As PAVs can largely contribute to the observed phenotypic variations (reviewed in [28]), we further genotyped the PAVs among six (sub)genomes based on the water caltrop graph-based pangenome. After filtering, 156 616 PAVs were retained, of which 40 453 (25.90%) were differentiated between A- and B-lineages. A total of 2570 genes were found to contain inter-lineage PAVs. These genes were mainly enriched in GO terms involving three biological processes/physiological pathways, i.e., organ development process, organic substance metabolic process and response to stimulus (Table S10, see online supplementary material). Not unexpectedly, a subset of these genes with PAVs were found to play a crucial role in phenotypic divergence and reproductive isolation between two diploids TnA and TiB (Fig. 3c and d; Fig. S1 and Table S11, see online supplementary material). For example, 102 genes (e.g., TT8, CRY2, GED1, AGL61) were involved in the developmental processes of flower, seed, and fruit, of which PID and CRA1 play a role in asymmetric cotyledon development; 21 genes (e.g., ECT2, PSY1R, SIZ1, ORE15) were identified as potentially related to cell proliferation and expansion during plant organogenesis, which could contribute to the difference in plant size between TnA and TiB. In addition, 12 genes (e.g., SS3, SS4, SPS2F, SBE2.1) were found to be associated with the biosynthesis of sucrose/starch (Table S11, see online supplementary material). In addition, based on gene expression profile differences in four tissues of TnA_NL and TiB_HR, including flower bud (FB), fertilized flower (FF), juvenile fruit (JF), and leaf (L), 1428 genes were found to differentially express in at least one tissue (Table S12, see online supplementary material). Permutation test indicated that the number of differentially expressed genes (DEGs) was significantly higher than expected by chance (P < 2e-16).

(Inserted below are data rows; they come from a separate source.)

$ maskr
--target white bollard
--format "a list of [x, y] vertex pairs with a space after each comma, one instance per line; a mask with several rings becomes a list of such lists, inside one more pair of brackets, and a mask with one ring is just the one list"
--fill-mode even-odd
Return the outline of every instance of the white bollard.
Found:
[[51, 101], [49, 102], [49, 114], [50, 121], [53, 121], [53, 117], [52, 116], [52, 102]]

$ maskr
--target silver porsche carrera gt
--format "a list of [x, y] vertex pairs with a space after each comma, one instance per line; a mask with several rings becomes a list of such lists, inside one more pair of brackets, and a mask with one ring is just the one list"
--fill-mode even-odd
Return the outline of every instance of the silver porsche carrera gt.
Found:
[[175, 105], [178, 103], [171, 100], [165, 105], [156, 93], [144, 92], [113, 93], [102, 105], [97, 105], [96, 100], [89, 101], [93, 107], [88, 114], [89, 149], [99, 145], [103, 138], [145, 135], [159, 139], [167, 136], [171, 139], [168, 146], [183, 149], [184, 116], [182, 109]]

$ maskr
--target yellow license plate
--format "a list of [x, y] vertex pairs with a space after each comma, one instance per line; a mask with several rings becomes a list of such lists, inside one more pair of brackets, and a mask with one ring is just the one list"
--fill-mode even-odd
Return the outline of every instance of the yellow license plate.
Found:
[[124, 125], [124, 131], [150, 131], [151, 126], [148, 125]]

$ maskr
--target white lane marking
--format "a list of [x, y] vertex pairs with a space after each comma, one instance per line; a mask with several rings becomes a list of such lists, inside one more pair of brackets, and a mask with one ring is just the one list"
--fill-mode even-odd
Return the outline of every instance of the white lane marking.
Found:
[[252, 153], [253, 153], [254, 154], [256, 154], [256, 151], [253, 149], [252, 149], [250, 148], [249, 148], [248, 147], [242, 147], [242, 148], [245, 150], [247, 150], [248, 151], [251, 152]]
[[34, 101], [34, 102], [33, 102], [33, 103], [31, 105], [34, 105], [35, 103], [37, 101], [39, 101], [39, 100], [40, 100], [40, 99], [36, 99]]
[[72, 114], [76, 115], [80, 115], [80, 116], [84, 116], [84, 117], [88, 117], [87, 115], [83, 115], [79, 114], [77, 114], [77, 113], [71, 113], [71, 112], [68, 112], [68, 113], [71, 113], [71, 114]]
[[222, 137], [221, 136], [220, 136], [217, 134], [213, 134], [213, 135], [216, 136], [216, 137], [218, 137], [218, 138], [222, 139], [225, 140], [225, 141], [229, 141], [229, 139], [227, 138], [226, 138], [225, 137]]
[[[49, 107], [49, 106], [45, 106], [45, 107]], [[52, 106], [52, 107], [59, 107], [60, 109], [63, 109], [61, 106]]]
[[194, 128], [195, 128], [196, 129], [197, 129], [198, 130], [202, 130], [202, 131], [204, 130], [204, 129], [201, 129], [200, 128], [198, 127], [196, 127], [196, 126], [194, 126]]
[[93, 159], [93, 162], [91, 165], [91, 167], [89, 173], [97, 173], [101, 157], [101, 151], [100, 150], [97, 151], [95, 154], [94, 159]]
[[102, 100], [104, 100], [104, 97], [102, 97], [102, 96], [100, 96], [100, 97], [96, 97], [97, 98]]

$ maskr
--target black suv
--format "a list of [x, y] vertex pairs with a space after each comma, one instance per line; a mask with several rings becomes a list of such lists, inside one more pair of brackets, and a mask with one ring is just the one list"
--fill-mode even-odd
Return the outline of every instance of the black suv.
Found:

Evolutionary trajectory of genes affected by PAVs during polyploidization

To estimate the genomic variation during allopolyploidization in Trapa, we performed pairwise whole-genome alignments of each subgenome and genomes of its presumed diploid progenitors. On average 1 569 241 SNPs, 271 920 small InDels (<50 bp), 6260 deletions (≥50 bp), and 7094 insertions (≥50 bp) were identified in the A-subgenome (TnAt); 3 327 898 SNPs, 433 964 InDels, 12 300 deletions, and 14 213 insertions were detected in the B-subgenome (TnBt) (Fig. 4a; Table S13, see online supplementary material). Besides, we found much more variations between TiB_YR vs. TnBt as compared to TiB_HR vs. TnBt, consistent with the phylogenetic tree of Trapa (Fig. 4b; Table S13, see online supplementary material). Thus, we chose the reference genome of TnA_NL and TiB_HR as representatives for the following comparative analyses of subgenomes.

Figure 4.

Figure 4

Phylogenetic relationships of Trapa accessions and distribution of genomic variations between subgenomes of allotetraploid T. natans and its progenitor diploid genomes. (a) Circos plot of the 24 chromosomes of TnAt (CHR_1At–24At) and TnBt (CHR_1Bt–24Bt), respectively, shows the density distributions of genomic variations compared to their presumed progenitor diploid genomes (TnA_NL and TiB_HR). SNPs, InDels, PAVs are included in this plot. (b) The maximum likelihood tree of Trapa based on 4150 single-copy orthologous genes. Sonneratia alba and Punica granatum were used as outgroups [29, 30]. (c) and (d) Violin plot of expression levels of PAV-affected genes in (c) the TnAt and (d)TnBt subgenomes for each of four tissues (FB: flower bud; FF: fertilized flower; JF: juvenile fruit; and L:leaf).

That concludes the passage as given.